I’ve been pursuing a slow reread of L. Frank Baum’s Oz series, and have found that they can be nicely divided into groups. Earlier, I reviewed the first three books in the series, or as I like to call them, the Welcome to Oz Trilogy. Today I’m looking at the next three, what I call the Aimless Journeys Trilogy.
Dorothy and the Wizard in Oz is Book Four. This one marks the return of the Wizard, who had been absent since he flew away in a balloon in Book One. The story opens with an earthquake in California, which sends Dorothy plummeting down through a crack in the earth. She arrives in an underground country, and is soon joined by the Wizard, who came falling down by the same method. Dorothy, the Wizard and a few friends join together to travel through different countries underground, meeting strange and usually threatening people along the way, hoping to get back to the surface. Spoiler: They eventually do, by a severe act of deus ex machina.
You probably already see why I’ve titled this trilogy as I have. While there is loosely a quest to get back to the surface, the characters are basically wandering through magical countries with no particular purpose. The things they encounter are charming and interesting, and I do love how absolutely anything can be possible, but the book overall suffers from a lack of plot to drive the events forward.
Book Five is The Road to Oz, in which Dorothy and the Shaggy Man set out on a path in Kansas, and find themselves inexplicably on a road through a magical country instead.
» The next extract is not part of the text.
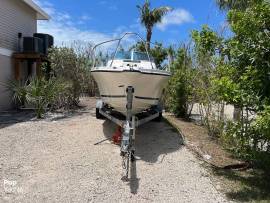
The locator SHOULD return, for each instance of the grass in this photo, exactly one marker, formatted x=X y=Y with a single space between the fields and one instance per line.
x=252 y=185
Along the way they meet Polychrome, the daughter of the rainbow, and Button Bright, a little boy perpetually getting lost. As you probably can guess, the rest of the book is devoted to traveling through interesting locales and meeting strange people. The goal here is even less compelling than in the previous one–they’re hoping to get to Oz for Princess Ozma’s birthday party.
I don’t remember having any trouble with the idea as a kid, but as an adult, it’s hard not to feel that this is THE most meaningless of quests.
The positive side to this book is the characters, as both the Shaggy Man and Polychrome go on to be regulars, and Polychrome in particular is a delight.
The Emerald City of Oz comes next, and is slightly more complicated. It opens with a beautiful touch of realism and genuine threat. Aunt Em and Uncle Henry are going to lose their Kansas farm; it was so expensive rebuilding after Dorothy’s tornado carried away the house that they had to get a mortgage and now can’t pay off the debts. This problem is, of course, swiftly solved by the entire family decamping to Oz. I do love that in the books, unlike the movie, not only was Oz NOT a dream, eventually Aunt Em and Uncle Henry move there to stay too.
After the family comes to the Emerald City, Ozma decides to send them off on a trip to explore some little-visited parts of Oz, bringing us back to the format of an aimless journey. Meanwhile, in another narrative strand, the wicked Nome King is plotting to conquer Oz. Unfortunately, this turns into a series of expeditions to recruit different fierce creatures to join his army.
Like the previous two books, the journey features lots of interesting sights and people (my favorite is a town inhabited by people made of puzzle pieces) but it also loses drive.
This is also not a good book for Ozma. Again, I never noticed this as a kid–but as an adult, Ozma is troubling. She has a tendency to direct everyone else’s lives for them (because she always knows best…) and she is good and pure and sweet to the point of insanity. An army is marching on Oz intending to destroy everything and enslave everyone, and Ozma’s plan is, I quote “I will speak to them pleasantly, and perhaps they won’t be so very bad after all.” Ahem.
The innocence of Oz is a good bit of its charm, but now and then Baum goes a little too far…
These books have interesting characters and magic, but with the absence of a real plot or any notable character growth, these are not some of the stronger offerings in the series. I think Baum was genuinely struggling at this point; he didn’t want to keep writing Oz (and he tries to do away with it forever at the end of Book Six) but the public demanded it.
Baum must have made some kind of peace with the situation, because he gets his stride back in the later Oz books. Journeying through strange locales stays a common feature, but he manages to put it into better plotlines, and comes up with some particular vivid pieces of magic. I’m still working my way through the series, but I remember some favorites in the later volumes!
I would recommend these three, with reservations. A young reader might be less bothered by the lack of plot (and engaged by the magic). More discerning readers (of any age) would probably enjoy any one of these…but I don’t recommend all three in a row!